Amar es saber que no te cambia el tiempo, ni las tempestades, ni mis inviernos.
Amar es darte un lugar en mi corazón para que te quedes como un padre, madre, hermano, hijo, amigo y saber que en el tuyo hay un lugar para mí.
Dar amor no agota el amor, por el contrario, lo aumenta. La manera de devolver tanto amor, es abrir el corazón y dejarse amar.
Ya entendí - dijo la rosa -. No lo entiendas, vívelo - dijo el Principito."
Antoine de San Exupéry
El hombre ha medida que evolucionó, tomó conciencia de que ser papá era comprender que un día tuvo un sueño y de pronto el mismo se transformó en esa presencia que palpita entre sus brazos, en ese alguien que al ser ternura viva lo colma de emoción. Sintió la plenitud de ser papá cuando logró captar esa mirada que partía de unos ojos inocentes lo que le permitió cubrirse de puro regocijo.
Para ser papá hay que vivenciarlo.

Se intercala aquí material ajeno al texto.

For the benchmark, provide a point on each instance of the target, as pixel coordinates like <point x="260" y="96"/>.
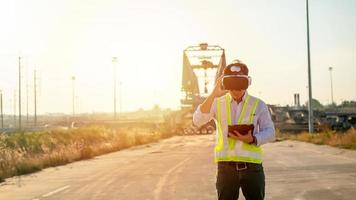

La vida cambia, pues de pronto, llega a la suya un ser del cuál se responsabiliza y al que le entrega su amor incondicional, pleno de razón y sentimiento, pues como dijera Johann Friedrich Schiller "No es la carne y la sangre, sino el corazón lo que nos hace padres e hijos."
Un papá es aquél que sabe orientar y exigir, pero al mismo tiempo sabe demostrar su amor, dándolo sin medida.
En el largo recorrido de su vida, el hombre comienza a ejercer este rol cuando siente que cada día aprende algo nuevo..., sobre todo de lo mucho que puede amar sólo por el hecho de ser papá.
A todos los papás que aún tienen la dicha de cobijar entre sus brazos a sus hijos: ¡Feliz día!!!
* Aléthea, su significado: "Representa la Verdad en la Mitología Griega. Fue hija del Tiempo y madre de la Justicia y la Virtud."